In einer seltsamen Allianz mit der Mackerpresse haben mir Frauen quer durch den gesellschaftlichen Gemüsegarten im Inland und Ausland davon erzählt, wie „falsche Schlange“ und „schlimme Opfer-Inszenierung“ sie Heard und ihr Vorwurfs-Bombardement fanden. Die Rolle des schillernden Ex-Depp-Anwalts Adam Waldman, der den Begriff „Missbrauchsschwindel“ in die Welt setzte, wurde dagegen eher in Insiderkreisen diskutiert. Dabei waren es Erzählungen wie diese, die Heards Vorwurfstableau von häuslicher Gewalt haben implodieren lassen.

Also waren alle blaue Augen von Heard nur aufgeschminkt – und Johnny ist halt ein schwieriger, aber sonst ganz dufter Typ? Die im Prozess relevanten Details waren für meine Gesprächsgegenüber kaum zu durchzuschauen. Ist ja – Schluss endlich! – auch alles nicht so wichtig. Hollywood halt. Der Krieg in der Ukraine ist schlimmer. Was dennoch bleibt, ist ein Gesamtbild. Die höhere Botschaft von Fairfax.

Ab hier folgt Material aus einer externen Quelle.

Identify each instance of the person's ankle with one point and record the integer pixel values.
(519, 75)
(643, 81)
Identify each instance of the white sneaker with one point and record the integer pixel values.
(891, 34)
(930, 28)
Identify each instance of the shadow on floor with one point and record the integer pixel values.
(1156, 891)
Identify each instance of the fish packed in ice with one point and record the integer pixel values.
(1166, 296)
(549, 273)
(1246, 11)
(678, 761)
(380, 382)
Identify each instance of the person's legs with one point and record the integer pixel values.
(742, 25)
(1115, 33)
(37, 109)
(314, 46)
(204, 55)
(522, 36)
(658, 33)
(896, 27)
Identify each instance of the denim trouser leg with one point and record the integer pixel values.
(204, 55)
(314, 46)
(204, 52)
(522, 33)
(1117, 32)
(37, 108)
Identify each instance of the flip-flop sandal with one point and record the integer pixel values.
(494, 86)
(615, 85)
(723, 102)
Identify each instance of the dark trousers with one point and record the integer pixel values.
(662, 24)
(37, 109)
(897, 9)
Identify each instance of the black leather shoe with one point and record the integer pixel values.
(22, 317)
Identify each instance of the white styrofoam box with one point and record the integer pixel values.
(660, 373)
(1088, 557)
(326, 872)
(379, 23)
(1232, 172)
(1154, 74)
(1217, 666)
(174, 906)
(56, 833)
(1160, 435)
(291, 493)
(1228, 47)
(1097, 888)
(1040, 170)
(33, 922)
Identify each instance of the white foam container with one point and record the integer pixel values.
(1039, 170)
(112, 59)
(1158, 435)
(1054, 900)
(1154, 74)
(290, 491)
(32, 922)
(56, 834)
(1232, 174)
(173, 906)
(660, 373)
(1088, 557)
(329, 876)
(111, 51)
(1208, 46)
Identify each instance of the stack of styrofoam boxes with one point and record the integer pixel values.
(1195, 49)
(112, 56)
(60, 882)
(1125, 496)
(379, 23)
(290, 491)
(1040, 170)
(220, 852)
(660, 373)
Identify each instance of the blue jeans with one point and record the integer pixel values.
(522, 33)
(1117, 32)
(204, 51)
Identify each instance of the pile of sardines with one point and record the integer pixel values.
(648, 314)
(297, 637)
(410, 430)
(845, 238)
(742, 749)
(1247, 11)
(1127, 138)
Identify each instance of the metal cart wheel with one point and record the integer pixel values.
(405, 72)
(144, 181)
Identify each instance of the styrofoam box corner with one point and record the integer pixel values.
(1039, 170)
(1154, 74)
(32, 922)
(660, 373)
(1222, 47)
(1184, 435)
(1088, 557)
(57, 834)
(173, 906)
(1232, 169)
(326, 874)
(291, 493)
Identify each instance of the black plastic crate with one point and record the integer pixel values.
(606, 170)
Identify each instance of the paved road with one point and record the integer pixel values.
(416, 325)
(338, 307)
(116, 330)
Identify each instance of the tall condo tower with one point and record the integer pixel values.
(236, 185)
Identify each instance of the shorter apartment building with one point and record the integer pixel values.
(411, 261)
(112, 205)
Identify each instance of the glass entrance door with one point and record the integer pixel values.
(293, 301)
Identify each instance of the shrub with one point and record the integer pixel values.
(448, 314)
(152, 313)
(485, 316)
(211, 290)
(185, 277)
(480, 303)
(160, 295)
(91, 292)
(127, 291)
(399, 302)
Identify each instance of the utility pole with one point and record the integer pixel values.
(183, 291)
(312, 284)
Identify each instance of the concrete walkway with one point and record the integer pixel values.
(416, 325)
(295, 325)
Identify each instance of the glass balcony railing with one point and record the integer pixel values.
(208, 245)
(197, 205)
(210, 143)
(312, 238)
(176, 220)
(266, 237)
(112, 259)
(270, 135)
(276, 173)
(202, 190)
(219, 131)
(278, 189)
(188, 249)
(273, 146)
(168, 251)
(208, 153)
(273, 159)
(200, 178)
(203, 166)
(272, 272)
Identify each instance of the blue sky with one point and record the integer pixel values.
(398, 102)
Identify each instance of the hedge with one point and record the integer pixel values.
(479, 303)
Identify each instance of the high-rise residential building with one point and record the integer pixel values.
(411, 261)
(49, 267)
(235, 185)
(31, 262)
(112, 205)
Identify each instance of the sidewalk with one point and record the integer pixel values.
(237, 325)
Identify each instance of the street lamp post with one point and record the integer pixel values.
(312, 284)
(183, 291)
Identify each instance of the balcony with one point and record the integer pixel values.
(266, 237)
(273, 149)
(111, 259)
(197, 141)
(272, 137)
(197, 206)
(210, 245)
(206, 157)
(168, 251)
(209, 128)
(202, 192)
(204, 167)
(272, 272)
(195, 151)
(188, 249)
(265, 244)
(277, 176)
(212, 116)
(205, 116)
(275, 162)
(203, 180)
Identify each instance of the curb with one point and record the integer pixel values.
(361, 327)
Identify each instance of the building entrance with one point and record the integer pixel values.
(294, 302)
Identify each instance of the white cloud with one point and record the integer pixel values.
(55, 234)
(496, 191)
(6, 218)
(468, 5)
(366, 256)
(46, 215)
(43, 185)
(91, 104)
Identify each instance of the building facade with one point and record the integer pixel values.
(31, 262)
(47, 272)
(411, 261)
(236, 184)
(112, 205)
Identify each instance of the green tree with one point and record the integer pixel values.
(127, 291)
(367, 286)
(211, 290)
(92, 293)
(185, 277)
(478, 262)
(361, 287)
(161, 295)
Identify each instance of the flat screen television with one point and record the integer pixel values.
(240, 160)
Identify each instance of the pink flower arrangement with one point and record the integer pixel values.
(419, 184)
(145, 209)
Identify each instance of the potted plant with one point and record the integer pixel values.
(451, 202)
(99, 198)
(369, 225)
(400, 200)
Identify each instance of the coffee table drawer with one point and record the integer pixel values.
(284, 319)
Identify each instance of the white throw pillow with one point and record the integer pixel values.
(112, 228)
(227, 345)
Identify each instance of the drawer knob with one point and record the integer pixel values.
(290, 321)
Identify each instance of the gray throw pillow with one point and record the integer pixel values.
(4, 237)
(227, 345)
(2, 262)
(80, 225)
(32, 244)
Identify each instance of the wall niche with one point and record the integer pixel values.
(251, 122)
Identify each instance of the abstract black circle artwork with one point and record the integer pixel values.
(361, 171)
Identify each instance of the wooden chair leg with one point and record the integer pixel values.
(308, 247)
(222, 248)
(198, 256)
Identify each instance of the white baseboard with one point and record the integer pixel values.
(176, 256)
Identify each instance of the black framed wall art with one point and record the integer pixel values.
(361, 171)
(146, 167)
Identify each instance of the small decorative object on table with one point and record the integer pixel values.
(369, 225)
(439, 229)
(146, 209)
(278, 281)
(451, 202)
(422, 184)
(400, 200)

Die – nicht repräsentativen – Aussagen basierten nicht auf einer Fangirl-Motivation (wie etwa bei den Unterzeichnern der Anti-Heard-Petition) sondern womöglich in einer tiefsitzenden Abneigung gegen „diese Art von Frau“. Offenbar haben viele Geschlechtsgenossinnen damit schon mal miese Erfahrungen gemacht, küchenpsychologisch betrachtet.

Die Inanspruchnahme der finalen Wahrheit passt zur dicken Piraten-Hose von Depp

Wahrheit hin, Wahrheit her: Amber Heard hat Jenseits der Ungereimtheiten, die sie und ihr Team bei Depps Verleumdungsklage präsentierte, die fundamental falschen Knöpfe gedrückt.

Was bleibt? Der feixende und feiernde Bierboy Johnny Depp, der sogleich erklärte, dass er mit dem Fairfax-Votum nun sein Leben wieder zurückerhalten habe. „Das Beste kommt noch. Ein neues Kapitel hat endlich begonnen“, heißt sein Credo, garniert mit dem lateinischen Sinnspruch: „Veritas numquam perit“ – Die Wahrheit geht niemals unter
Die Inanspruchnahme der finalen Wahrheit passt zur dicken Piraten-Hose von Depp.

Der Triumph sei ihm gegönnt. Und auch die Prognosen, was für ein Mega-Millionen-mäßiger Neustart ihm nun in diversen Blockbustern ihm bevorstehen könnte, werden in seinen Ohren klingen wie Fanfarentöne.

Nunmehr ins Positive gewendet, war der Prozess – neben all den Psychoschlachten – eine gigantische Marketing-Kampagne auch für einen bestimmten Typ Mann: Der sympathische Arsch hat gewonnen.